Sofi Oksanen, Norma. Deeply weird book about hair and trafficking and magic. The American cover makes it look very sweet and dreamy, and…Lord, is it not that. It is noir magic with hair salons and a great many of you probably need that weirdness who would not have seen it in the pastels of the cover art. It looks princessy. It is very, very not princessy.

Rafael Rosado and Jorge Aguirre, Monsters Beware!. Discussed elsewhere.

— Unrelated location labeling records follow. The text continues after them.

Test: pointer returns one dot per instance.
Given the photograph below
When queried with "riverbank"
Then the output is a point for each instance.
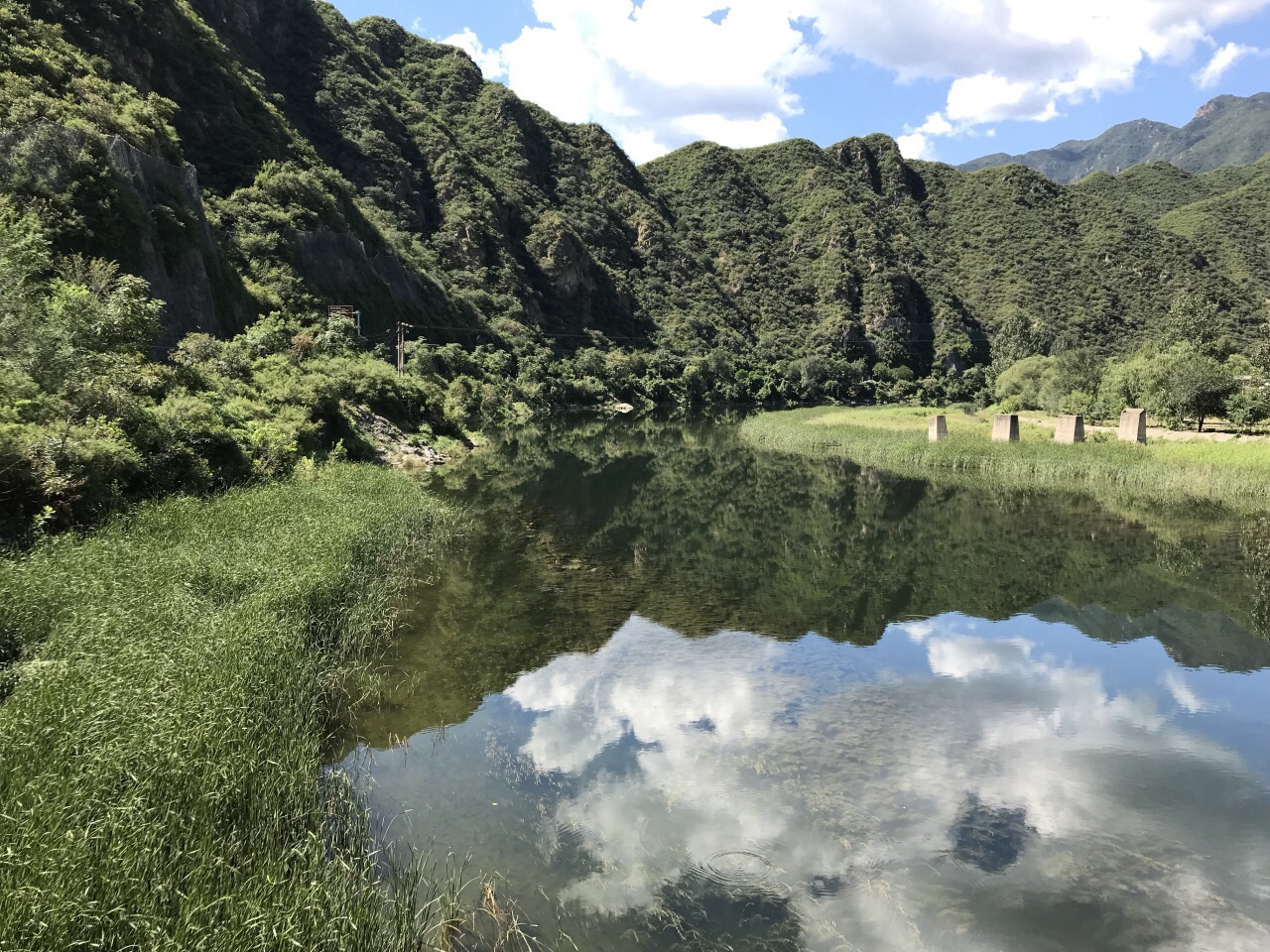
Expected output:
(1229, 474)
(164, 725)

Timothy Snyder, Sketches from a Secret War: A Polish Artist’s Mission to Liberate Soviet Ukraine. This is a bizarre and interesting book. I think one of the things I loved about it was the sense of feeling of interwar Poland it gave. What was it actually like to be in Poland between the two world wars. (“Interwar” is probably a misnomer, because Poland was not really interconflict at any point, at least not emotionally reliably so.) I get very defensive of how historians write about Poland in that period, because some of them act like Poland could have…somehow magically not been on plains between Germany and Russia? And this gets into Poland: trying to deal with Ukraine having some sense of what on earth was going on in Ukraine during the Ukrainian Famine. Which is horrific, and this is a very difficult book. And yet also gonzo-weird, because Poland: they were basically like your group of friends, they had a bunch of mathematicians, some modern artists, a few classically trained musicians but not enough to make an ensemble coherently, a couple of people with horses, and they were like, right, this is who we’ve got, we’ve got to deal with authoritarians now from several angles, who’s gonna do it, I guess we’ll send the Cubist dude in? okay? because it’s not like any of us has commando training or something? And some historians are like, Poles, haha so stupid why did they send a Cubist to try to deal with the authoritarians, hahaha! But look, when you’ve got a hammer, you hammer in the morning, and when you’ve got a Cubist and the Ukrainian Famine, you don’t shrug and say sorry Ukrainians I guess, you try with the bloody Cubist, it’s not like it would have been better if he’d been representational by inclination, and this is that book, in all its very weird and incredibly upsetting glory. (This has been your Marissa Feels Strongly About Interwar Poland Report Of The Day. Tune in later. There will be another. Who knows when. Used bookstores spit these things out for me.)

Jonathan Strahan, ed., Infinity Wars. An anthology of far-future hard SF, at varying degrees of emotional remove, and you can basically map how the story will work for me by how far the emotional remove is.